Consensus
Publié le 18 déc 2024Lecture 6 min
Consensus EHRA-HRS 2024 sur la radio-ablation des TV
Étienne PRUVOT, Cheryl TERES CASTILLO, Lausanne (Suisse)
Le consensus clinique publié par l’EHRA et l’HRS a pour objectif de fournir des conseils sur la sélection des patients et les modalités de traitement(1). La radioablation stéréotaxique des arythmies cardiaques (STAR) est une modalité novatrice, non invasive et prometteuse pour le traitement des tachyarythmies ventriculaires (TAV). Elle a été appliquée chez des patients hautement sélectionnés après échec d’ablation et de traitements antiarythmiques. Malgré une utilisation croissante, les connaissances sur la réponse aiguë et à long terme du myocarde sain et pathologique restent limitées. De plus, les informations méthodologiques fournies sont souvent restreintes, et la sélection des patients, la définition du volume cible et les techniques de planification et d’exécution du traitement varient d’une étude à l’autre. Les préoccupations en matière de sécurité sont également abordées. Les zones d’incertitude sont répertoriées, requérant des preuves précliniques et cliniques avant que cette technique ne soit diffusée à plus large échelle.
Introduction
La STAR, également appelée SABR (radiothérapie stéréotaxique ablative corporelle), est un nouveau traitement non invasif des TAV qui a été appliqué à des cas isolés ou à de petites séries de patients hautement sélectionnés avec divers substrats sous-jacents. Bien que les premières séries se soient avérées prometteuses, la toxicité aiguë et à long terme doit être encore évaluée avec soin. On note également une forte hétérogénéité méthodologique, limitant la comparaison des données(2). De plus, la STAR nécessite une collaboration étroite entre électrophysiologistes, spécialistes de l’imagerie cardiaque et radio-oncologues. Ce consensus clinique vise à fournir des conseils en matière de sélection des patients et de détermination du volume cible, mais n’est pas destiné à servir de guide pratique.

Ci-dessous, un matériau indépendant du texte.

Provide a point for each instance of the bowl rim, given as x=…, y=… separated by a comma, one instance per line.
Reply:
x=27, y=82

Radiothérapie stéréotaxique cardiaque : données tissulaires et expérimentales
La SBRT est une thérapie bien établie pour traiter les tumeurs solides et certaines cibles non malignes à l’aide de radiations ionisantes ciblées, avec comme objectif d’atteindre une mort cellulaire programmée. La SBRT à haute dose (STAR) a récemment été appliquée aux patients souffrant de TAV réfractaires(3). L’effet antiarythmique était supposé secondaire à un mécanisme apoptotique conduisant à la fibrose, contredit par de récentes observations précliniques et cliniques. Les études expérimentales ont été réalisées sur des cœurs sains ou après un infarctus myocardique(4). La temporalité des effets de la STAR est rapportée ci-dessous.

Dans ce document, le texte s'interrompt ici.